I shoot in my back yard. target is set back by my neighbors privacy fence. Behind the target is a 8x4 1/2 thick ply wood. I talked to both neighbors on the right and left of me they were cool with it. I never shoot if any of the surrounding neigbors or their dogs are out. Except for the neighbor on the right of me, he is a big hunter and really cool. Plus he is amazed at my shooting skills so no problems with him. There have beeen many times I would start shooting and have to quit because either the neighbors are out or their dogs. I usually wait until the last 45 minutes of daylight to shoot or early in the mornings on the weekends when there is little activity from the neighbors. I also go to my father in laws shop to shoot where I can get more distance. I never shoot more than 30 yards at my house. Missed the target once, forgot I had moved my sights and shot high. Hit my ply wood back stop arrow went through the wood about 9 inches. No matter how good you are things can happen, be responsible and take all precautions.


----------



## SPH

If your shooting from an elevation its a little safer but I have seen some arrows do some crazy sh*&t when shot from the ground and hit the ground short of the target. I have also seen guys pull there bows back with the arrow aiming up in the air and the release came off and arrow flies 100yrds. There is no such thing as full proof which is why its illegal to shoot in the city.


----------



## Atchison

One side has 2 little kids in my backyard and even when they aren't outside I never shoot that direction, the other side is a really old lady who never goes in the back yard, so I shoot that direction, the odds of my arrow going through my target, deflecting 90*, going through her garage and then get into her house....i'd say I'm ok


----------



## SPH

I had someone shoot at my 3D target at my house and he hit the plastic front leg of the deer and the arrow went straight sideways and hit his own truck. I have watched an arrow skip off the top of a target and launch up at about 45 degrees and continue for another 50 yards on several occasions. Its not always a matter of deflection, sometimes its human error when the bow is pulled back. 

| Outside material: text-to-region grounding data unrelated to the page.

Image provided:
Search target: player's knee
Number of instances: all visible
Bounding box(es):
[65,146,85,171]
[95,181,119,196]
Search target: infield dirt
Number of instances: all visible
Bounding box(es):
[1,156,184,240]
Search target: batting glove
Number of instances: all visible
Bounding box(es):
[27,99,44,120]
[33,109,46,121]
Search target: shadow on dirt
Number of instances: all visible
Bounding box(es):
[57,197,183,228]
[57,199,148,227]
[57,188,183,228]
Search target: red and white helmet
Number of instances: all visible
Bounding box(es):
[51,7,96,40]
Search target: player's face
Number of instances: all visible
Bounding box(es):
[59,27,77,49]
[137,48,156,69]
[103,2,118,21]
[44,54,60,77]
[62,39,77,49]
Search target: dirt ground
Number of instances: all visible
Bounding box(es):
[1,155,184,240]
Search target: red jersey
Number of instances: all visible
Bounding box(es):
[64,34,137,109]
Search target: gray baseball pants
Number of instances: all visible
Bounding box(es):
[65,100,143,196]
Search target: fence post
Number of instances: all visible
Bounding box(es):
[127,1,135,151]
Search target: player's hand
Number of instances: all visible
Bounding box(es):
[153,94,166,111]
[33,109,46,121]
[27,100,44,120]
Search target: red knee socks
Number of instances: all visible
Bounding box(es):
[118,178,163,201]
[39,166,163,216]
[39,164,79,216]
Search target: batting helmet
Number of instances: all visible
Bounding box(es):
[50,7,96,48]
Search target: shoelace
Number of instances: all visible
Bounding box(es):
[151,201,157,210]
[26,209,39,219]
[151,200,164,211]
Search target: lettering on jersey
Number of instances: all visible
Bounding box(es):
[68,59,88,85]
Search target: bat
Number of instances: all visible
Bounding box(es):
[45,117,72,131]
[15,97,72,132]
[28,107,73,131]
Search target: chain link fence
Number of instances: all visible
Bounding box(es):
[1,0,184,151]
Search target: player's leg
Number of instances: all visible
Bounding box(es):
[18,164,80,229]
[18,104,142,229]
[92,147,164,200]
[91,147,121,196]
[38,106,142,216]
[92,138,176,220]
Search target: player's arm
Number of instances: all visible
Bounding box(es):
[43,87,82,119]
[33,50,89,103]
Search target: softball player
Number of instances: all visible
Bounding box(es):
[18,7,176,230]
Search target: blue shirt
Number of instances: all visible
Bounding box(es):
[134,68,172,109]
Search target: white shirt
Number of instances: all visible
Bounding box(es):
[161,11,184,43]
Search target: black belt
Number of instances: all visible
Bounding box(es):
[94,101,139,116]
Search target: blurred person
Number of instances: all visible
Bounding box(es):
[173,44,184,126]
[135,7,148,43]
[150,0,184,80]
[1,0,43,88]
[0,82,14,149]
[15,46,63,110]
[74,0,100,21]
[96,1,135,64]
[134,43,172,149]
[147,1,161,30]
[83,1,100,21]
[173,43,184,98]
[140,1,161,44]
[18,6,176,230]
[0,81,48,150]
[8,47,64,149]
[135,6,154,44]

I do agree, straight sideways is a stretch but I would be more concerned what is 100-150yards straight beyond your target because thats where it usually goes if something goes wrong. Not knocking it if your shooting in town but I have seen some arrows do some crazy stuff.


----------



## fulldraw

You should not have a problem as long as you have a good back stop and is it not against local accordance. I know the City of Lincoln Park does have an accordance against it and I believe the City of Southgate does to. Do to my brother used to leave in these cities and have had to deal with the local law enforcement.


----------



## Kalamazooxj

I live inside the city.... I started out shooting from my driveway to the inside of my garage. I use a range now... there's just no good that can come of a circumstance that "might" happen. I don't want to take that risk.


----------



## HunterHawk

I was shooting my basement in east lansing and my release messed up 3 times... which means i punched myself in the face 3 times... and ruined i think 2 arrows.. also it messed up when i was pulling back obviously and i hit about 4 feet above the target... and thats pulling straight back... some of those guys pull way over there head when they shoot....


im just saying things do happen unexpectedly... so make sure you arent in line with his target... i know i wouldnt ever shoot with another house behind my house!!!


----------